Research on aerobic dose-response has consistently shown that the relationship between weekly volume and metabolic benefits is non-linear. There’s a threshold below which not much happens, and above which the gains compound. For me, that threshold sat somewhere between 12 and 15 miles per week. Below it: nothing. Above it: 15 lb gone and stable.

Frequently Asked Questions

How many miles do you need to run to lose weight?

There is no universal mileage that triggers weight loss — it depends on your starting weight, diet, age, and conditioning. In my case, running 3.5 miles every 2-3 days at 194 lb didn’t move the scale. Raising the distance to 5 miles per run (about 15-20 miles per week) was the threshold that produced sustained weight loss.
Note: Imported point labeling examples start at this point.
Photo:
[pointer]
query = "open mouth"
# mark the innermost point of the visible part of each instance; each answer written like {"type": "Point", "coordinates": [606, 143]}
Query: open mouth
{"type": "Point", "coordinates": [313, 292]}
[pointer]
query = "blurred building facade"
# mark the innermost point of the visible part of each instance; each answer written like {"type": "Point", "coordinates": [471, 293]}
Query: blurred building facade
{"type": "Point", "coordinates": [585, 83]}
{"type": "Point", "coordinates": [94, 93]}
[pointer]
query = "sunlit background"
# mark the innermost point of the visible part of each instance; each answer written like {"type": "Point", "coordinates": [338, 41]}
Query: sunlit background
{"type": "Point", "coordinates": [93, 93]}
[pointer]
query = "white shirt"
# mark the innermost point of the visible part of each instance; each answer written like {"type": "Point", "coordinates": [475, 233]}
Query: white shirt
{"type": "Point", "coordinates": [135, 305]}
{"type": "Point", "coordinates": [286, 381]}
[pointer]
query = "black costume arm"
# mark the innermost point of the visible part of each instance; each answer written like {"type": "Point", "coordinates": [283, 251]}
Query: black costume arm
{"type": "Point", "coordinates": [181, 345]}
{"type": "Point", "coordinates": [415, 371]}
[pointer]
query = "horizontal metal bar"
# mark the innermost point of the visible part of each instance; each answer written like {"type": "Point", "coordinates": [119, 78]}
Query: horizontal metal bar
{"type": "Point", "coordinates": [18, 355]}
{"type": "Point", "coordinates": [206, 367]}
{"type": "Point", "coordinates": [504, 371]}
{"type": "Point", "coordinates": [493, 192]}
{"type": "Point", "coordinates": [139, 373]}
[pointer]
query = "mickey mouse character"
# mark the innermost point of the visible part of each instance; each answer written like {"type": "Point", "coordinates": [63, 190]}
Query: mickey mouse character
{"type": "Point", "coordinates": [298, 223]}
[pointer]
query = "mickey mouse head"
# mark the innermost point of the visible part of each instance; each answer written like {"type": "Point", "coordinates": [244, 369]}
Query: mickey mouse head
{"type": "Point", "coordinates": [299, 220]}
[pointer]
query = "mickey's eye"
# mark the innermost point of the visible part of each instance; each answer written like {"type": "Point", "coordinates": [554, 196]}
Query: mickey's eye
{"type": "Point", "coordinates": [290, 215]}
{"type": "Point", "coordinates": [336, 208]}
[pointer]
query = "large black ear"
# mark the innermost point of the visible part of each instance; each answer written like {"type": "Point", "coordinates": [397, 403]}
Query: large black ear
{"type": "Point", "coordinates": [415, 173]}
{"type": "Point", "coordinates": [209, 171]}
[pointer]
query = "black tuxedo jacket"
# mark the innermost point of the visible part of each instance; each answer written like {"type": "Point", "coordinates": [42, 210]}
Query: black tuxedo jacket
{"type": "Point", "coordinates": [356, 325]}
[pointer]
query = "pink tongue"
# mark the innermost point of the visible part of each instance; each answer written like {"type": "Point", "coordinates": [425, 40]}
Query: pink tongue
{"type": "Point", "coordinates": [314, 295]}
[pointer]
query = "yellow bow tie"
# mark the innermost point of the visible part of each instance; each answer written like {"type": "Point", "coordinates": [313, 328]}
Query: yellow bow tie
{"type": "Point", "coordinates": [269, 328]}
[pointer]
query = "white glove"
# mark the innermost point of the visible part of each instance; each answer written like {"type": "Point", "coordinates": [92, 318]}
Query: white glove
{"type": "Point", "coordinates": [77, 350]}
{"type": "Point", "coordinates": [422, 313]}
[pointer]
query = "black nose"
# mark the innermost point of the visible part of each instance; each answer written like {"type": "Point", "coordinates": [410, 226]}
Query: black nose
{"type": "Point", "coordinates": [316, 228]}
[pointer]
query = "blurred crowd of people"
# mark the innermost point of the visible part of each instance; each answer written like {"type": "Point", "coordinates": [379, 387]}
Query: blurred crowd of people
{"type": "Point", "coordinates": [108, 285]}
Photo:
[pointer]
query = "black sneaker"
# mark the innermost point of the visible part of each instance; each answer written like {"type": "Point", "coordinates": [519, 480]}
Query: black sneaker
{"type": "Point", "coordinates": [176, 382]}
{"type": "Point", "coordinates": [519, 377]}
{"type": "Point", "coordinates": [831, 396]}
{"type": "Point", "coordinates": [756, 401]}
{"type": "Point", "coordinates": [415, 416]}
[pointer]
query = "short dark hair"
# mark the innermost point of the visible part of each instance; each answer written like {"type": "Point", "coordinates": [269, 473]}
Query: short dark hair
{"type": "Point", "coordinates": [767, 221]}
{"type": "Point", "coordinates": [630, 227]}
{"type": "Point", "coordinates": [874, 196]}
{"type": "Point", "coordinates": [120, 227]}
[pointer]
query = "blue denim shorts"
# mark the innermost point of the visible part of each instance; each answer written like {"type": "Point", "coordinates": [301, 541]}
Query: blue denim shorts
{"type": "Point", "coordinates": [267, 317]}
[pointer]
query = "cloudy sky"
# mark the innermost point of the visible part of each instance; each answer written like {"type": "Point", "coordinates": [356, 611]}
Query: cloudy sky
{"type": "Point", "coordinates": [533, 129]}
The principle is that total weekly running volume usually matters more than per-session intensity for steady weight loss after 60.

Will running 5 miles a day make me lose weight?

It can, but it depends on the rest of your habits. I run roughly 5 miles 3-4 times a week — not every day — and that’s the volume that took me from 194 to 179 lb. The result depends on how long you’ve been running at that volume, your bodyweight, your age, and whether your calorie intake stays roughly constant. For most adults who aren’t restricting calories, a multi-month adaptation period at 5 miles per session is what produces visible weight loss.

Can you lose weight by running without dieting?

Yes. I lost 15 pounds over several months and have held it for 18+ months without changing my diet, counting calories, or cutting carbs or sugar. The mechanism likely involves both the direct caloric expenditure (about 500-650 calories per 5-mile run for an adult my size) and the metabolic adaptations that come with sustained aerobic training. Dieting is not required, but the running volume has to be significant enough to outpace your daily intake.

Is running good for weight loss after 60?

Yes. I started increasing my mileage at age 60 and reached the 5-mile run distance over several weeks of gradual buildup. Recovery takes longer at 60 than at 40, and you need to ramp distance slowly to avoid overuse injury. But the body still responds to aerobic training, and the results are durable. The biggest mistake older runners make is starting too aggressively and getting injured before the adaptation period pays off.

How long does it take to see weight loss from running?

For me, the visible weight change began about 6-8 weeks after I increased my mileage to 4.5-5 miles per run, and stabilized within about 4-6 months. The first few weeks of higher volume usually show no scale change because your body is adapting and you may also gain a small amount of water weight from glycogen storage. Patience through the first 4-8 weeks is critical.

Why am I running and not losing weight?

The most common reason is that your weekly running volume is too low to outpace your normal caloric intake. Many runners build up to 10-12 miles per week and plateau. At that volume, even small dietary increases (often unconscious — runners eat more) cancel out the deficit. Other common causes: not running long enough to trigger meaningful aerobic adaptation, doing only high-intensity short sessions that increase appetite, or running consistently but compensating with reduced non-exercise activity.

What is Peter Attia’s Outlive about and how did it help you lose weight?

Outlive (2023) is Peter Attia’s book on extending healthspan — the years you live without major disease or functional decline. The key idea that changed my running was his emphasis on VO2 max as one of the strongest predictors of all-cause mortality, and the role of sustained aerobic training in building that capacity. Reading the book in late 2024 made me reframe running from ‘calorie burn for weight control’ to ‘longevity investment.’ Once I increased my mileage for that reason, the weight loss happened as a side effect.

Do you have to run every day to lose weight?

No. I run roughly 3-4 times per week, with 1-2 rest days between sessions. Running every day is more likely to cause injury than to accelerate weight loss, especially after 60. The body needs recovery to adapt to the training load. What matters is total weekly distance at a sustainable pace, not daily frequency.